# Not Sure What I've Bought!?



## Bareges (Aug 18, 2005)

Evening all Vostok afficionados,

I've just discovered that I won a bid on the B** and, assuming it arrives, going to receive soon another Vostok form a Michele Cucc.... in Bari (I have discovered that he has his own site and I think is a mod on Wa***U***k) any way this is his piccy and words:



> Russian watch VOSTOK AMPHIBIA, made in the late '80s in the Chistopol Watch Factory, one of the biggest factories of watches in Soviet Union and official supplier of the Red Army since 1942. This watch has a big and solid stainless steel case (diameter 39 mm), impressive waterproof crown caseback and crown that makes it water-resistant to 200M. Differently from the current versions, this one has a luminous dot on the rotating bezel and an antimagnetic shield between caseback and movement.
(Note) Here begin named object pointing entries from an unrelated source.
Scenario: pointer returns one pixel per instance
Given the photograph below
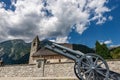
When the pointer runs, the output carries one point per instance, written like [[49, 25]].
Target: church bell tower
[[34, 48]]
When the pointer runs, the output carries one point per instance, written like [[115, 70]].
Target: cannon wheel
[[91, 67]]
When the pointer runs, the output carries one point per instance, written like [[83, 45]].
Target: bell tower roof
[[36, 39]]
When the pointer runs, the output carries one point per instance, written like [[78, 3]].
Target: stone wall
[[49, 70]]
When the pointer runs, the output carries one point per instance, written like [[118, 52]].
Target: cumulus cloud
[[49, 18], [106, 42]]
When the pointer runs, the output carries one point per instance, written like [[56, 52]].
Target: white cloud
[[110, 18], [53, 18]]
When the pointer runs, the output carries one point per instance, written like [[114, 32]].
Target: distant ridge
[[14, 51]]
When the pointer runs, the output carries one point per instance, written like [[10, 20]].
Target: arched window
[[34, 44]]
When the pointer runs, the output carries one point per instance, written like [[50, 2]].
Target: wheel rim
[[91, 67]]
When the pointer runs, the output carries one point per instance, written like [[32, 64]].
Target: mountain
[[14, 51], [83, 48]]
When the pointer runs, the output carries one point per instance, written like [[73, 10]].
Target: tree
[[102, 50]]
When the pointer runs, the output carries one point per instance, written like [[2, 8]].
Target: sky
[[62, 21]]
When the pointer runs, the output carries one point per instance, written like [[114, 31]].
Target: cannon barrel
[[87, 66]]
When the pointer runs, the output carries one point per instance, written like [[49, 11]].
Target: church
[[46, 55]]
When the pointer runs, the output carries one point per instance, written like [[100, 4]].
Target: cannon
[[87, 66]]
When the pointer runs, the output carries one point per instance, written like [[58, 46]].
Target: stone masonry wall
[[50, 70]]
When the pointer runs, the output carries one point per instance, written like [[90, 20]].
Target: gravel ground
[[38, 78]]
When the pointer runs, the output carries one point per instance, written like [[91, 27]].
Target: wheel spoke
[[91, 60], [87, 71], [100, 68], [85, 63], [100, 73], [84, 67], [93, 75], [99, 65], [89, 75]]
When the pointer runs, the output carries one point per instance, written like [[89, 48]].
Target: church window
[[34, 44]]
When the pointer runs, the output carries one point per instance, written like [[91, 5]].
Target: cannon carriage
[[87, 66]]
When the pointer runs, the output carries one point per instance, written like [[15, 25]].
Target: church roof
[[46, 52]]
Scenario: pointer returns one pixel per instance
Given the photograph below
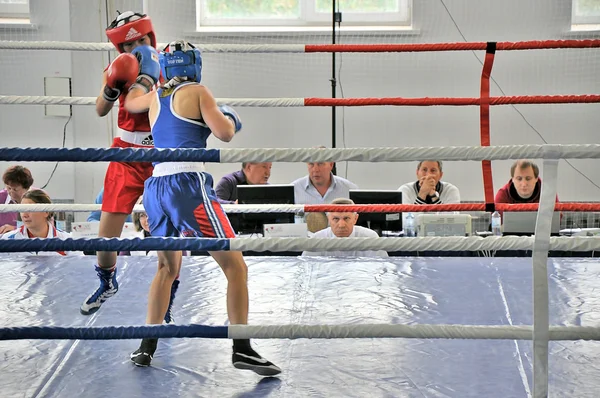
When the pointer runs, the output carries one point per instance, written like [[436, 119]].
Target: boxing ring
[[45, 291], [422, 327]]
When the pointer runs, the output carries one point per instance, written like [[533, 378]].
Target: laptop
[[523, 223]]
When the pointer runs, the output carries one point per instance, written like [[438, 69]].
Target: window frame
[[310, 18]]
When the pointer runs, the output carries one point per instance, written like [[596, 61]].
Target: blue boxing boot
[[108, 287]]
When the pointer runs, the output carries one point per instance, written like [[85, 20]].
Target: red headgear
[[130, 26]]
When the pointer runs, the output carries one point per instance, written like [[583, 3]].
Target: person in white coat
[[37, 224], [343, 225]]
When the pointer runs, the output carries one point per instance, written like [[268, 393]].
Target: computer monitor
[[250, 223], [378, 221], [523, 223]]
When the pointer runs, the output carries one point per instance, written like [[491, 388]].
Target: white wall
[[450, 74]]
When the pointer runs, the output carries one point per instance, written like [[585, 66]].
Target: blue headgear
[[181, 59]]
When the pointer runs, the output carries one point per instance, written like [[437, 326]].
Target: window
[[301, 13], [14, 8], [586, 12]]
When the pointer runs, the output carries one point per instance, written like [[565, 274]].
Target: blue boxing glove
[[232, 115], [149, 74]]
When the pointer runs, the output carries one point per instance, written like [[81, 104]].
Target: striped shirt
[[305, 192], [53, 232]]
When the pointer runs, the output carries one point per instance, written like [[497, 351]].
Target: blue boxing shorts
[[185, 204]]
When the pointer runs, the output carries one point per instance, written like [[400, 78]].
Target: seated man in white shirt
[[429, 189], [343, 225], [320, 186]]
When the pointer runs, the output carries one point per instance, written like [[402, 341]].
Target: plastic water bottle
[[496, 224], [409, 226]]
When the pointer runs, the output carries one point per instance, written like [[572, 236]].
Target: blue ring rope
[[113, 244], [112, 332], [109, 154]]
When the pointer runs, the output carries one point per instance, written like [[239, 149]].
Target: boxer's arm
[[137, 101]]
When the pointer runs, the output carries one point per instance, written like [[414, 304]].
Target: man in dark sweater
[[250, 174]]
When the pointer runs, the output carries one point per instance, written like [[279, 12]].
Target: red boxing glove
[[121, 74]]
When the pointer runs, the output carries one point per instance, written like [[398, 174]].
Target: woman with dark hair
[[17, 180], [36, 224]]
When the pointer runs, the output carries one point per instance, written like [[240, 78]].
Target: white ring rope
[[57, 100], [421, 331], [471, 243], [206, 48], [408, 154], [84, 208]]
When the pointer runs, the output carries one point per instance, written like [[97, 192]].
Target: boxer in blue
[[179, 197]]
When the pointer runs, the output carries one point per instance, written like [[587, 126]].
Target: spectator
[[250, 174], [524, 185], [343, 225], [37, 224], [429, 189], [320, 186], [17, 180]]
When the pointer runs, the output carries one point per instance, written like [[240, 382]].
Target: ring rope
[[317, 48], [421, 331], [239, 155], [471, 243], [311, 101], [300, 209]]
The movement is the solid caliber 2409A , 24 mm, hand-wound with 17 jewels, antishock balance wheel, and it works well.












I have taken your (collective) advice and ordered "Russian Wristwatches" - not here yet.

Would be grateful for any opinions/comments.

When the book arrives I can do my own research.......!


----------



## mach 0.0013137 (Jan 10, 2005)

Nice one Bareges









I`ve got the same watch but with a different dial...

*Vostok Amphibia, 17 Jewel 2414A c1980`s*










I`d really like to get one with a dial like yours


----------



## psychlist (Feb 28, 2005)

And I have the same watch with a different bezel! A similar watch appears on one of the Russian watch collector's websites.


----------



## Bareges (Aug 18, 2005)

Thank you Mac..................I like the black bezel psychlist, looks very good







.

I hadn't realised that they made so many variations on the same theme..............hopefully I'll understand more about all this when "the book" arrives.

Charles


----------



## mach 0.0013137 (Jan 10, 2005)

Bareges said:


> Thank you Mac..................I like the black bezel psychlist, looks very good
> 
> 
> 
> ...


The book is good, but not exhaustive, the Russian watch manufacturers have been _very_ prolific over the years


----------



## Xantiagib (Apr 22, 2005)

Michele is one of the good guys so you shouldn't have any problems whatsoever.

(If you do let me know)

He has collected so many that he is finally coming to terms with the literally 100s that he has and is selling some off. God help him when he gets a wife...


----------



## Bareges (Aug 18, 2005)

Xantiagib,

Thank you for your reassurance and offer of help, if required.

As a complete beginner in the whole arena of watches and e**y it is comforting to hear that I am dealing with one of the "good" guys.........................The first attempts at bidding have produced, without a hitch so far, watches from the Ukraine and Lithuania!! Only small beer while I learn the ropes!!


----------